Henry Simpson Johnston (December 30, 1867 – January 7, 1965) was an American lawyer and politician who served as a delegate to the Oklahoma Constitutional Convention, the first president pro tempore of the Oklahoma Senate, and the seventh governor of Oklahoma. He would become the second governor in Oklahoma history to be impeached and removed from office.

As governor, Johnston successfully proposed the establishment of a crippled children's hospital and a large increase to school aid funds. His trouble began with complaints about his private secretary holding too much power and making executive decisions that he should be making. After an unsuccessful and unconstitutional special session to impeach the governor in 1927, a new group of state lawmakers impeached the governor in 1929.

Johnston died in 1965 and is buried in Perry, Oklahoma.

Early life

Born in a log cabin on December 30, 1867, Johnston was a native of Evansville, Indiana. At age 24, Johnston would move to Colorado where he studied law and passed the bar exam in 1891. After a few years in Colorado, Johnston would move to Perry in Oklahoma Territory where he would become a powerful and popular figure throughout the area of Noble County.

Upon announcement that Oklahoma and Indian Territories were to combine into one state, Johnston was elected in 1906 to represent Noble and the surrounding counties at the Oklahoma Constitutional Convention.

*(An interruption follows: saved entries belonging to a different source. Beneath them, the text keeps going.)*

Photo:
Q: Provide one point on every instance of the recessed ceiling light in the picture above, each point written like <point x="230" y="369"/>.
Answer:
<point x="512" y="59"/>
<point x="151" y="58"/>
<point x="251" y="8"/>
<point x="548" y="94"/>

During the convention, Johnston would be elected to serve in the body's number-two office as the President Pro Tempore of the Convention. Johnston met future governors Charles N. Haskell, William H. Murray and Robert L. Williams. These men would work together to write one of the most progressive Constitutions of any U.S. state, as well as the longest governing document in the world at the time.

On November 16, 1907, the United States Congress accepted the Oklahoma Constitution. On the same day, Charles N. Haskell was inaugurated as the state's first governor. Before the state constitution was approved, Johnston ran and was elected to the Oklahoma Senate to serve in the 1st Oklahoma Legislature. A popular figure, Johnston was selected to serve as the first President Pro Tempore of the Oklahoma Senate, the state senate's highest official behind the Lieutenant Governor of Oklahoma, who serves as President of the Oklahoma Senate.

Among Johnson's most powerful supporters were prohibitionists, Protestant churchmen, and Freemasons. Johnston himself would serve as the Grand Master of the Masonic Lodge of Oklahoma.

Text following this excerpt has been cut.